Султан вскипел. Лицо его сохраняло спокойствие, но под левым глазом нервно задергалась жилка. Заметив это, старый философ неторопливо проговорил, взвешивая каждое слово, как на весах:
– Плох был мой совет, а не его решение. Пусть же и твое решение будет не менее справедливым, чем это. Не забывай, о могущественнейший, что борьбу с женщиной не выиграть насилием. По пути сюда я обдумал ответ патриарха и все, что из него следует. И вот, говорю тебе из самой глубины сердца своего: никогда не склонится к тебе сердце этой неверной и не изменит она искренней веры своей, если из-за нее хотя бы один волос упадет с головы христианского патриарха. Силой с женщиной дела не решить.
Султан понемногу остывал. Наконец спросил:
– Ну и что же ты теперь посоветуешь?
– Пока я был с визитом у патриарха, улемы разыскали бывшего монаха из тех земель, откуда родом Роксолана. Он бежал из монастыря и принял веру Мухаммада. Я никогда не одобрял таких людей, но здесь он может тебе пригодиться. Других средств я не вижу. Если позволишь, он сегодня же побеседует с этой невольницей.
– Делай, что считаешь нужным! – коротко ответил Сулейман. И добавил: – Недаром диких соколов ловят с помощью ручных.
– Этот бывший монах, если и не сокол, то, по крайней мере, ястреб. Его знают наши улемы и считают очень ловким и неглупым. Его уже не раз использовали для таких дел.
– Увидим! – сказал Сулейман.
На этом Мухиэддин-мударрис низко поклонился и в большой задумчивости покинул покои падишаха.
В тот же день в султанском дворце произошло событие, невиданное с тех времен, как здесь водворились предки Сулеймана: сам кизляр-ага ввел в гарем падишаха мужчину – бывшего монаха, и лично проводил его в покои молодой Хуррем. Затем покинул его наедине с бывшей невольницей, оставив под дверями стражу из чернокожих евнухов.
Настуся, хоть и знала, насколько строги порядки гарема, почти не удивилась тому, что к ней допустили постороннего мужчину. Поняла: его появление каким-то образом связано с самим султаном. Но что оно означает? Этого она не могла понять, поэтому внимательно всматривалась в лицо нежданного гостя.

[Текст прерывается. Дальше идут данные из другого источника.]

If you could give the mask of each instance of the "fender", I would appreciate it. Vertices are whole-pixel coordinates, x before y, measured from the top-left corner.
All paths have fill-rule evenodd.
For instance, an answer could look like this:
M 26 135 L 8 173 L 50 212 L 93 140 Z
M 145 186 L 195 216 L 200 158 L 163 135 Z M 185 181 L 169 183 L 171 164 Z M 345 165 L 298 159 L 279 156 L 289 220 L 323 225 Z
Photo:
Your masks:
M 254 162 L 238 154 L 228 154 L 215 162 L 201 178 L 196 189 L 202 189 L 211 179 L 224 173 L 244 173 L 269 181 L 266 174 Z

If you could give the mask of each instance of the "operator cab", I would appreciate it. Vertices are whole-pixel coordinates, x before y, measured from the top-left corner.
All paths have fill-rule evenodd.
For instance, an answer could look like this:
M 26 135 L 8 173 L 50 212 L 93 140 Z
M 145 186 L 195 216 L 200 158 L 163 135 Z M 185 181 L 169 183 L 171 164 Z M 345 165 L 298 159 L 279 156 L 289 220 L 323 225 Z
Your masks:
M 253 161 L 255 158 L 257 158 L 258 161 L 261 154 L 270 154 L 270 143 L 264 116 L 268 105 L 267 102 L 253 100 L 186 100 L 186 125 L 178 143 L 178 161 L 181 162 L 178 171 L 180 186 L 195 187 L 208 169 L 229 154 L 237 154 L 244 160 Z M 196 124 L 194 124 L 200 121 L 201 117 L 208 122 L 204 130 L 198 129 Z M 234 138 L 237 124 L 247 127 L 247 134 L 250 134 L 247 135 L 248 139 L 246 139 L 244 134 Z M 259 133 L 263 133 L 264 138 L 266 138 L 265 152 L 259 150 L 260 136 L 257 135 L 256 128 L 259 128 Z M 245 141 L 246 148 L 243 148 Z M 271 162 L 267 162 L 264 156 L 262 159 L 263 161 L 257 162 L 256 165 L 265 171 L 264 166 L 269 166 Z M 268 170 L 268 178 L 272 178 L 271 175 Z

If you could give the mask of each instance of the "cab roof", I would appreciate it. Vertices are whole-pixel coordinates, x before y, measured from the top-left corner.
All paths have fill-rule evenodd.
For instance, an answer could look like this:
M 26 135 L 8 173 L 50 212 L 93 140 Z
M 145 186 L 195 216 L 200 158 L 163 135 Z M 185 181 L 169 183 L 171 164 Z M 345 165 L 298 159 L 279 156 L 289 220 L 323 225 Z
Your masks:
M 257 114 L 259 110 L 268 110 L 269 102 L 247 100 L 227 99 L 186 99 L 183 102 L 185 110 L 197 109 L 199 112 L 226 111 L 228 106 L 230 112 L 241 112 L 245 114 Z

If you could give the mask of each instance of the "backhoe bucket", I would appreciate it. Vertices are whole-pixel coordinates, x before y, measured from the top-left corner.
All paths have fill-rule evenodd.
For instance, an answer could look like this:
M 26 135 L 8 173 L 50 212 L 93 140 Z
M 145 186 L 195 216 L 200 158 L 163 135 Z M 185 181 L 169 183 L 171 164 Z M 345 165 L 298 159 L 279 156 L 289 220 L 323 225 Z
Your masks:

Это был человек лет пятидесяти с лукавым выражением лица, свойственным всем отступникам.
Он и сам уже хотел было объявить, что переменил веру, однако, поразмыслив, заколебался. И все-таки решился. Потому что если бы правда открылась позже, девушка потеряла бы к нему всякое доверие. А он надеялся еще не раз увидеться с нею.
Осенив ее крестным знамением, он, слегка замявшись, обратился к ней на родном языке:
– Дитя мое! Я – бывший монах и пришел к тебе по делу, крайне важному и для всех здешних христиан, и для тебя…
Это обращение так поразило Настусю, что она стала сама не своя. Вроде бы ясно слышала каждое слово, но не понимала, что говорит гость.
Казалось ей, что она лучше поняла бы его, если бы он заговорил по-турецки или по-татарски.
– Вы из моего родного края? – спросила Настуся, и слезы градом покатились из ее глаз.